Their clients' tax liability was reduced, meaning the pair could keep the difference.
Over the course of the five years they claimed fictitious expenses of more than $9 million, of which they could personally keep somewhere between $1.8 and $2.3 million.
Skinner personally gained three quarters of the $2.3 million over the five-year period and Rowley gained a quarter of that.
The judge who tried the men, Justice Stephen Kos, also found them guilty of tax evasion because they had not returned as income their shares of the benefits of the frauds and therefore had supplied false information to IRD.
Challenges to their convictions were dismissed by the Court of Appeal last year.
However, the Supreme Court this afternoon agreed to hear an appeal on the tax evasion charges.
The pair argued that income returns are deemed to be correct unless and until they are set aside under the Tax Administration Act.
On this basis, the applicant contends that it was not open to the Crown in the criminal proceedings to allege that the returns were not correct. We grant leave to appeal in respect of this ground.

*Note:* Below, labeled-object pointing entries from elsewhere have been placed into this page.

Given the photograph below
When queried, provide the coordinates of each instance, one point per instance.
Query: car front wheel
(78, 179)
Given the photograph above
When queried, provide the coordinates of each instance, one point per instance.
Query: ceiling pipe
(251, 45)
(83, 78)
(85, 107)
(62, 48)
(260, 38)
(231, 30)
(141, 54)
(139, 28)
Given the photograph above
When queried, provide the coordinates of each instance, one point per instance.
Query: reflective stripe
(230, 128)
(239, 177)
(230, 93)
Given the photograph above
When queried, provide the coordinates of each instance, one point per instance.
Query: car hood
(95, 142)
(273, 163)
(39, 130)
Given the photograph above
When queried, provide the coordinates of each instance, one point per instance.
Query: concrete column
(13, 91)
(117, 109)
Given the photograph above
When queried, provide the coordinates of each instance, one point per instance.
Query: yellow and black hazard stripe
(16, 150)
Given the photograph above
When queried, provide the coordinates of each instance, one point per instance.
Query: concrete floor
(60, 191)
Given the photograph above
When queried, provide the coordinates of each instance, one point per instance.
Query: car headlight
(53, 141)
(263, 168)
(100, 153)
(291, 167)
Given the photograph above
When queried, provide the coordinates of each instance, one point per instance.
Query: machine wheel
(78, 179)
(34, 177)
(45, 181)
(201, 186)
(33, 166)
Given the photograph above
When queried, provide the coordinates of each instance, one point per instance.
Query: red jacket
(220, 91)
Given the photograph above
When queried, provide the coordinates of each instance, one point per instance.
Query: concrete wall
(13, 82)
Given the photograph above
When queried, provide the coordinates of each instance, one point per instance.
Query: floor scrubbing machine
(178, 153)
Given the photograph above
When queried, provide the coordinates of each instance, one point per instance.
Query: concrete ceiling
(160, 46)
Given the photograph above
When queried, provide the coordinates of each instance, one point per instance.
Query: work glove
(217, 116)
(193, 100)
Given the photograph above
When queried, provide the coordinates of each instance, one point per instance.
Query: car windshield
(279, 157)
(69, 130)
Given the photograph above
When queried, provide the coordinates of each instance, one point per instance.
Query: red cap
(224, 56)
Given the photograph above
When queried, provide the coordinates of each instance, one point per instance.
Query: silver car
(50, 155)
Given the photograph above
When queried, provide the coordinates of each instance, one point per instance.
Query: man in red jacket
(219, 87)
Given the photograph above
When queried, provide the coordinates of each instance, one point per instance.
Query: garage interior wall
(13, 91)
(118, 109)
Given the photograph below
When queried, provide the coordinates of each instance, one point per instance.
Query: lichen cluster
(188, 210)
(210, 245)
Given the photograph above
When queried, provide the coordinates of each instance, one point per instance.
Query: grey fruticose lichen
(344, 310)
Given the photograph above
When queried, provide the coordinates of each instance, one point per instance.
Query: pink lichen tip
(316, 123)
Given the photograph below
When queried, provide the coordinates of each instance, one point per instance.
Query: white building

"On this basis, the applicant contends that it was not open to the Crown in the criminal proceedings to allege that the returns were not correct. We grant leave to appeal in respect of this ground," the Supreme Court said today.
It denied leave for other parts of the appeals and Rowley's challenge to his sentence.
The court noted that if the appeal on the tax evasion charges succeeded, however, it may be necessary to revisit the sentences imposed.
"The dismissal of Mr Rowley's application for leave to appeal against sentence is without prejudice to that possibility," the judges said.